Ein Band mit ausgewählten Gedichten ermöglicht nicht nur den Blick auf Sebalds Frühwerk, seine lyrischen Vorbilder und Einflüsse, er erlaubt zudem, Gedicht für Gedicht die Entwicklung einer unverwechselbaren Stimme mitzuerleben. "Schullatein", das erste Kapitel des dreiteiligen Bands, versammelt Gedichte von 1964 bis 1975, die zum Teil in der "Freiburger Studenten-Zeitung" erschienen und den Einfluss Eichs und Krolows zeigen. Noch verblüffender ist der Huchel-Epigone, der ahnt: "Im Haus aus Schatten / am Anfang der Legende / beginnt das Entziffern." Im zweiten Teil "Über das Land und das Wasser" folgt man Gedichten von 1981 bis 1984. Die Einflüsse sind anverwandelt, die Form experimentiert. Auffällig ist der gespreizte Duktus, vielsagend, wie das Englische und damit für Sebald die Lebenswirklichkeit Einzug hält: "Einfahrt in die nordöstlichen / Vorhöfe der Metropole / Gilderson's Funeral Service / Merton's Rubbish Disposal / die A1 Wastepaper Company / Stratford die Wälder von Arden" - plötzlich ist er da, der "Sebald-Sound".
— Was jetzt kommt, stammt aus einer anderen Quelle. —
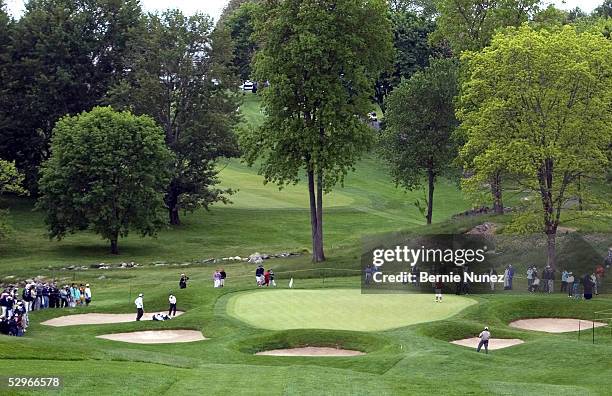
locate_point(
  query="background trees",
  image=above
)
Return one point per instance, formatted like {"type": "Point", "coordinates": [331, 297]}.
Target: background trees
{"type": "Point", "coordinates": [180, 74]}
{"type": "Point", "coordinates": [539, 102]}
{"type": "Point", "coordinates": [321, 58]}
{"type": "Point", "coordinates": [417, 142]}
{"type": "Point", "coordinates": [64, 54]}
{"type": "Point", "coordinates": [107, 172]}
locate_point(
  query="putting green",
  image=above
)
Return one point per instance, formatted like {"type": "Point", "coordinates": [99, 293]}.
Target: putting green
{"type": "Point", "coordinates": [339, 309]}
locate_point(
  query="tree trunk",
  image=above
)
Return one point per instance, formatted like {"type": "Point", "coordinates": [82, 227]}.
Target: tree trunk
{"type": "Point", "coordinates": [315, 213]}
{"type": "Point", "coordinates": [551, 249]}
{"type": "Point", "coordinates": [114, 244]}
{"type": "Point", "coordinates": [496, 192]}
{"type": "Point", "coordinates": [172, 205]}
{"type": "Point", "coordinates": [430, 188]}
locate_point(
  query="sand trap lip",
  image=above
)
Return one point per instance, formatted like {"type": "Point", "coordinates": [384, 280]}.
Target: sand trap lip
{"type": "Point", "coordinates": [155, 336]}
{"type": "Point", "coordinates": [98, 318]}
{"type": "Point", "coordinates": [310, 351]}
{"type": "Point", "coordinates": [554, 325]}
{"type": "Point", "coordinates": [494, 343]}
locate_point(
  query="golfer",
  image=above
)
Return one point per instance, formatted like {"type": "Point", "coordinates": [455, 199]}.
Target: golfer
{"type": "Point", "coordinates": [438, 289]}
{"type": "Point", "coordinates": [484, 336]}
{"type": "Point", "coordinates": [172, 301]}
{"type": "Point", "coordinates": [139, 307]}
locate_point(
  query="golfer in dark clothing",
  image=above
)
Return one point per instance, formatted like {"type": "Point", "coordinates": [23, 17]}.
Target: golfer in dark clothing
{"type": "Point", "coordinates": [183, 281]}
{"type": "Point", "coordinates": [587, 283]}
{"type": "Point", "coordinates": [484, 336]}
{"type": "Point", "coordinates": [172, 302]}
{"type": "Point", "coordinates": [139, 307]}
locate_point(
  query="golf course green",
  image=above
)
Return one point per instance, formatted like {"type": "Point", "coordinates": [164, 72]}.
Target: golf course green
{"type": "Point", "coordinates": [339, 309]}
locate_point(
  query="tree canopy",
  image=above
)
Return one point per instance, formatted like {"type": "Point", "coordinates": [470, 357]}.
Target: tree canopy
{"type": "Point", "coordinates": [417, 142]}
{"type": "Point", "coordinates": [180, 74]}
{"type": "Point", "coordinates": [108, 172]}
{"type": "Point", "coordinates": [321, 59]}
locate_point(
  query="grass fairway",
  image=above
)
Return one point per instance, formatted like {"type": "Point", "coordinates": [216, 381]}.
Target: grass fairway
{"type": "Point", "coordinates": [339, 309]}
Die sechzehn meisterhaften Gedichte des dritten Kapitels "Das vorvergangene Jahr" entstanden in Sebalds letztem Lebensjahrzehnt. Historische Überblendung, Zitatmontage und Raffinement von Syntax und Vokabular paaren sich mit Strophentektonik, Klangdetail und grafischem Blick. In Marienbad begegnet man dem alten Goethe, krank vor Liebe zu der jungen Ulrike von Levetzow. Man reist 1904 mit dem sterbenden Tschechow nach Badenweiler. Und folgt Sebald neunzig Jahre später abermals in die Rheinebene. Die zufriedene Resignation der Kohl-Ära halten Reisegedichte über Hotels, Bistros und Intercity-Züge fest. Gedichte mögen in Sebalds Werk eine Nebenrolle spielen. Poetisch gefasst, kommt ihnen die Bedeutung jener in Schiphol durch das Terminal schwirrenden Spatzen zu, von denen sein letztes zu Lebzeiten veröffentlichtes Gedicht erzählt - flatterndes Leben in einer technologisierten Fremde.